Howlingly marvelous ... The novel is one of Boyle’s recent best, as good as his previous novel...a National Book Award finalist ... Boyle’s masterly storytelling and shrewd social commentary have much in common with Charles Dickens; his laid-back, colloquial prose is maximalist rather than minimalist, with a touch of acute satire ... Taken out of context — like scenes in much of Dickens — these may sound absurd and melodramatic, but Boyle renders them believable ... If you’re willing to suspend your disbelief about anthropomorphism, you’ll enjoy this gripping and inescapably bittersweet book, in which Boyle suggests our debt to our predetermined animal natures.
Make no mistake, Sam is a fully developed character with a pronounced point of view. There’s always a gamble in shifting point of view to a non-human character, but Boyle does so convincingly. Sam’s sections feel natural, believable. And it’s the strength of that writing that gives the novel its punch ... Boyle is generally successful in avoiding telling the reader how to feel by using the most basic tools available to the novelist: creating sympathetic characters and placing them in situations that touch the reader’s emotions. That some of these characters aren’t human is irrelevant. Talk to Me is an engrossing, thought-provoking read.
In his retelling, Boyle takes this story first to California, later to the middle of the country and occasionally past the point of believability. The good news is that the storytelling itself moves. Talk to Me is flawed, but it’s never dull. Boyle’s writing is propulsive, sometimes breathlessly so ... As the story races forward, with Aimee and Sam on the run, fresh ideas get left behind. Talk to Me is not just set four decades in the past; it’s stuck there, too. Reading this book can feel like rubbernecking at history while essential evaluations of humanity’s relationship with other species are taking place elsewhere ... it’s unfortunate to encounter a novel that riffs on our mistakes while not quite reckoning with them. That it comes from Boyle, whose work is rich with provocative and masterful warnings about crossing Mother Nature, is doubly disappointing. It didn’t have to be this way.

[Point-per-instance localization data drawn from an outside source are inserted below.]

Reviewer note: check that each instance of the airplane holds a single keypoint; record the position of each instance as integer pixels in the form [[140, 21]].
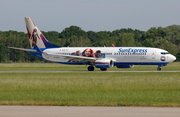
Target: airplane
[[99, 57]]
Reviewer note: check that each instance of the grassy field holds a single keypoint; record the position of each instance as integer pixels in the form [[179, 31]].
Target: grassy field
[[60, 67], [88, 88]]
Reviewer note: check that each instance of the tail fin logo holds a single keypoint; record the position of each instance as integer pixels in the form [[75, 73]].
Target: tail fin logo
[[34, 37]]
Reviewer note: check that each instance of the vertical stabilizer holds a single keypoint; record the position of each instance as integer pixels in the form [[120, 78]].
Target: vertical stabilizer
[[36, 36]]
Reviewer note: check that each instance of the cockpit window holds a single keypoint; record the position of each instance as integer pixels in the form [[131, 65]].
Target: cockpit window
[[164, 53]]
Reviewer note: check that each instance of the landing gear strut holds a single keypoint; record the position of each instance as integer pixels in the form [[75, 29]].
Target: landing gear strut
[[159, 69], [90, 68]]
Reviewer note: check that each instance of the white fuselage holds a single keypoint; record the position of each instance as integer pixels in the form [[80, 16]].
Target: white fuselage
[[120, 55]]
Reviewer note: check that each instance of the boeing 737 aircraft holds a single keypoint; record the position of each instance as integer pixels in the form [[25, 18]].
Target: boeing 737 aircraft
[[99, 57]]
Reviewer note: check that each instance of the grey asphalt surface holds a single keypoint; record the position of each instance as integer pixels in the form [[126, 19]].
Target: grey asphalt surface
[[80, 111]]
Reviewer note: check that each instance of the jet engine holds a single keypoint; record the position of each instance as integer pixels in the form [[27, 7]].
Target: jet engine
[[104, 63]]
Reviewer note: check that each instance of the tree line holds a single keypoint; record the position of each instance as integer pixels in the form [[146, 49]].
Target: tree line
[[167, 38]]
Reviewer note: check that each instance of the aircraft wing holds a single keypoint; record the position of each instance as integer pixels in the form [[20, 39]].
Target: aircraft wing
[[28, 50]]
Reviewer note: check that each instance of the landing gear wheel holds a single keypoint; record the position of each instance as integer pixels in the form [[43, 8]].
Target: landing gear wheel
[[90, 68], [159, 69], [103, 69]]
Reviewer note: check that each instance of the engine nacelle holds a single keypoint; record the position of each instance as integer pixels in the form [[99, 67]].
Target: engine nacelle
[[125, 66], [104, 63]]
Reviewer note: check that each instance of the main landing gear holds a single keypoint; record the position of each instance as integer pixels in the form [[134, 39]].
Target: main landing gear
[[159, 69], [90, 68]]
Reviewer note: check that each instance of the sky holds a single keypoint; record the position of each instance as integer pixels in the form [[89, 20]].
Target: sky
[[89, 15]]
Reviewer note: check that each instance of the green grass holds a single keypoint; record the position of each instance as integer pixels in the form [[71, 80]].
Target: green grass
[[90, 89], [60, 67]]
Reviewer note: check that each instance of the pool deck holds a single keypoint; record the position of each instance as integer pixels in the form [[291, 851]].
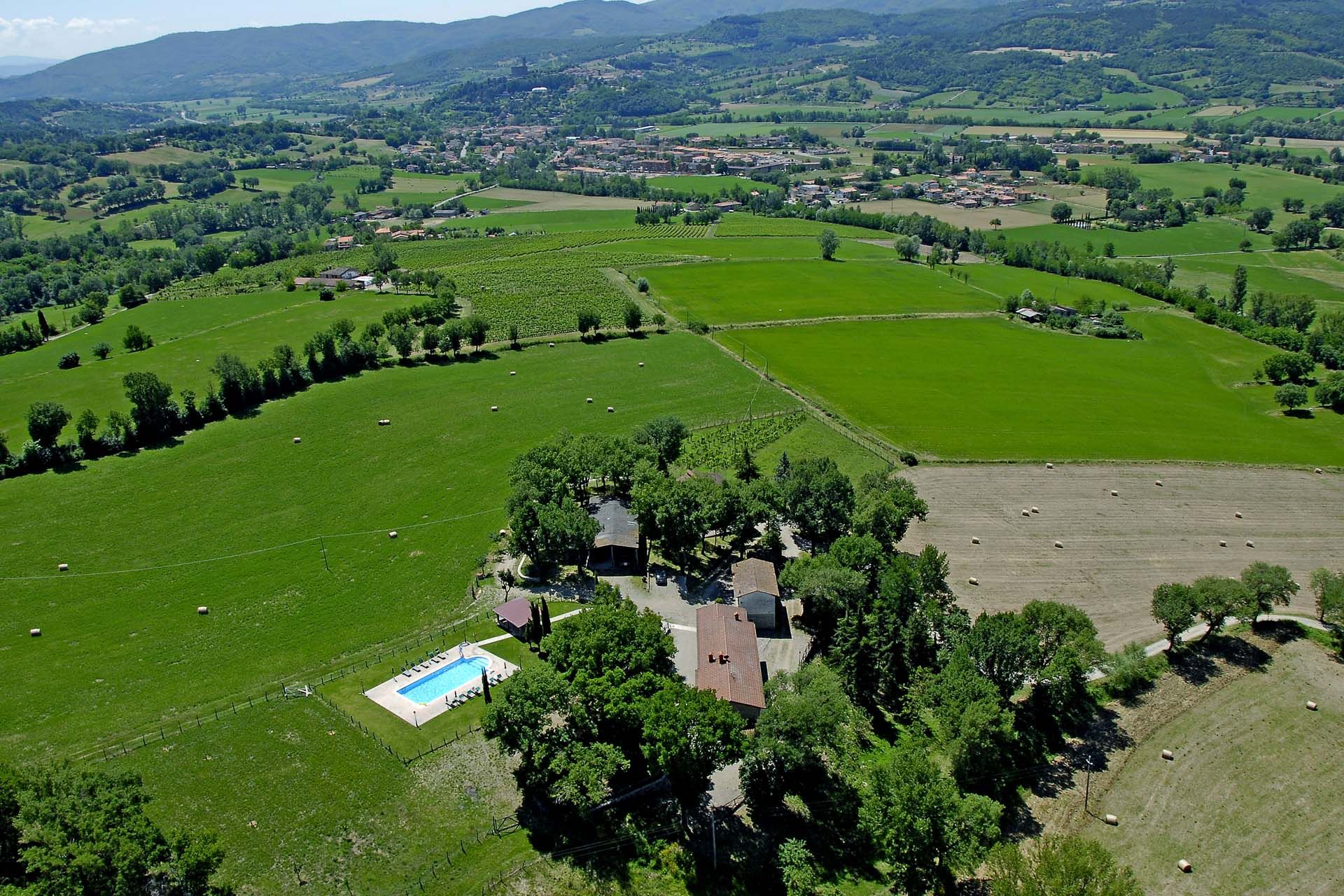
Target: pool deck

His odd new novel tills this familiar terrain ... Aimee is the kind of sullen, milky-skinned antiheroine Jennifer Jason Leigh made a career out of playing in the 1990s, and just as irritating. Though it’s made clear that Sam has given her a much-needed sense of purpose, the motivation behind her slavish devotion to a rambunctious chimp is never meaningfully explored. She merely assumes the thankless role of Guy’s moral compass, taking increasingly desperate measures to protect Sam from other venal malefactors who see him only as a meal ticket ... The book rotates among the perspectives of Guy, Aimee and Sam, and Boyle is to be commended for tackling such an audacious task: It takes courage to devote a third of your novel to the imagined, often incoherent thoughts of a chimpanzee and trust that your readers will happily tag along ... Boyle’s human characters are deeply flawed people whose layers might have proved interesting to peel back. But their veneers remain intact, none of them plumbed in any way that makes them accessible or even mildly interesting, leaving you longing for their comeuppance rather than their redemption ... Boyle also has a pacing issue ... Why did Aimee need Sam so much? And why did he instantly bond with her, and only her, from the moment they met? How much can chimps really comprehend, learn, think? All interesting questions raised and, alas, never really answered. In the end, Boyle delivers a dour, hollow resolution that leaves you wondering what, exactly, the point of the whole escapade was: That apes are just apes? That humans suck? That science carries its own terrible moral costs? Maybe all of them. Or none of them. Without richer, more fleshed-out characters and motives, it all feels like just another cup of coffee at Tom’s diner.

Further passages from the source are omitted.